Une déclaration que personne n’a vu venir.

François Hollande a réussi son effet de surprise en usant de quelques fausses pistes. Fin novembre, son agenda est allégé ostensiblement afin de libérer plusieurs créneaux pour l’annonce éventuelle d’une candidature. Après le défi lancé par Manuel Valls dans Le JDD, ses collaborateurs communiquent sur un déjeuner « cordial et studieux » avec un Premier Ministre loyal et qui serait rentré dans le rang.

Dans le même temps, ses proches évoquent une candidature directe, sans primaire... et confortent de facto l’idée de sa candidature. Le 1er décembre, François Hollande ne change rien à son agenda qui se termine par une remise de décorations à l’Elysée. Puis tombe, à 19h15, l’annonce que personne n’attendait, d’une déclaration à 20 heures. La surprise crée le désir. 14,2 millions de Français sont au rendez-vous. Ils seront tenus en haleine pendant près de 10 minutes.

Après la surprise, le suspense.

Cette déclaration restera comme un moment de très forte tension télévisuelle. Dès les premières secondes, le message est facile à décoder : un homme seul sur un fond bleu terne, une voix blanche, presque chevrotante, comme au bord des larmes, un corps en déséquilibre… François Hollande n’y va pas, il ne sera pas candidat. Mais ce serait trop court et sans dramaturgie.

Alors, François Hollande trompe son monde. Sa première phrase donne l’impression qu’il va, pour une fois, aller droit au but et parler clair : « je m’adresse à vous ce soir pour vous faire connaître la décision que j’ai prise, dans la perspective de la prochaine élection présidentielle ». Il n’en fera rien. Ce jour-là, François Hollande a le sens du suspense. Il se lance dans un discours montrant qu’il a réussi son quinquennat, un discours qui ressemble fort à un discours de candidature car s’il a réussi pendant ces cinq dernières années, il est légitime qu’il veuille rempiler pour les cinq prochaines.

Une tension difficile à regarder.

Le décalage entre les mots et le personnage qui porte ces mots est énorme.
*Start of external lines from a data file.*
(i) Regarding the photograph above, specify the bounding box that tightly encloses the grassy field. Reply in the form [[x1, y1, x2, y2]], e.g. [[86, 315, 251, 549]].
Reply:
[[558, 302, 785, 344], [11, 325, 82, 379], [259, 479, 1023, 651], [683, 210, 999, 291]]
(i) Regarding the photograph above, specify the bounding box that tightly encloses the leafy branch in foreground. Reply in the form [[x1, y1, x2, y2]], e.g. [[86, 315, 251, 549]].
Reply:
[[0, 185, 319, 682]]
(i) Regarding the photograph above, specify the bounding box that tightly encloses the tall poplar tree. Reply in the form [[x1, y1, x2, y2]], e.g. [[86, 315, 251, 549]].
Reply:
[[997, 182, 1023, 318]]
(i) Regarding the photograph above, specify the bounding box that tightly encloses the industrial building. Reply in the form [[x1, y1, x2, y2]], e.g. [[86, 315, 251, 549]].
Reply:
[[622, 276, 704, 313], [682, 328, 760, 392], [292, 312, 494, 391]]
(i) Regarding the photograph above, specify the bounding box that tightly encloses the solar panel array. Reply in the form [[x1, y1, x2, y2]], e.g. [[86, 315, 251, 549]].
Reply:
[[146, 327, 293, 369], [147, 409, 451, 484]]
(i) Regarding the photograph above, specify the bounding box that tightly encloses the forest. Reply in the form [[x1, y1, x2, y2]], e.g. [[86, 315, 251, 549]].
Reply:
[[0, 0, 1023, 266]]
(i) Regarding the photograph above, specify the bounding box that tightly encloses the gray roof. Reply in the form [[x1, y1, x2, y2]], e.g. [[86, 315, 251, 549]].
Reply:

Il devient vite insupportable à regarder. François Hollande est dépassé par ses émotions, il semble exténué, comme au bord de l’épuisement. Il a le souffle court et le teint blafard, comme lors de sa première déclaration suite aux attentats dans la nuit du 13 novembre 2015.

A supposer qu’on lui fasse crédit sur son bilan, le Président qui s’adresse ainsi aux Français est-il en état physique et mental de mener une campagne électorale ? A-t-on déjà vu quelqu’un annoncer sa candidature en se montrant aussi faible et aussi peu combatif ?

On commence même à avoir peur pour lui, mais François Hollande, lui, déroule son bilan : « j’ai fait avancer les libertés », « les résultats arrivent plus tard […], mais ils sont là », « nous avons tenu bon et j’ai pris les mesures qui étaient nécessaires », « voilà ce que j’ai fait, voilà ce que j’assume devant vous »

Jusqu’au bout, les deux options sont ouvertes.

Des respirations dans son discours donnent, à deux reprises, l’impression qu’il va enfin annoncer sa décision. Ce sont des fausses pistes. Il évoque « l’intérêt supérieur du pays », puis sa façon d’être président : sincérité, honnêteté, humilité et lucidité.

A ce moment du discours, après déjà de longues minutes, il peut toujours basculer dans un sens ou dans l’autre : être candidat ou ne pas être candidat. D’un coup, il dénoue le suspense : « aujourd’hui, je suis conscient des risques que ferait courir une démarche, la mienne, qui ne rassemblerait pas largement autour d’elle. Aussi, j’ai décidé de ne pas être candidat à l’élection présidentielle, au renouvellement donc de mon mandat ». On se sent soulagé, on se sent mieux pour lui, on ne verra pas un spectre faire campagne.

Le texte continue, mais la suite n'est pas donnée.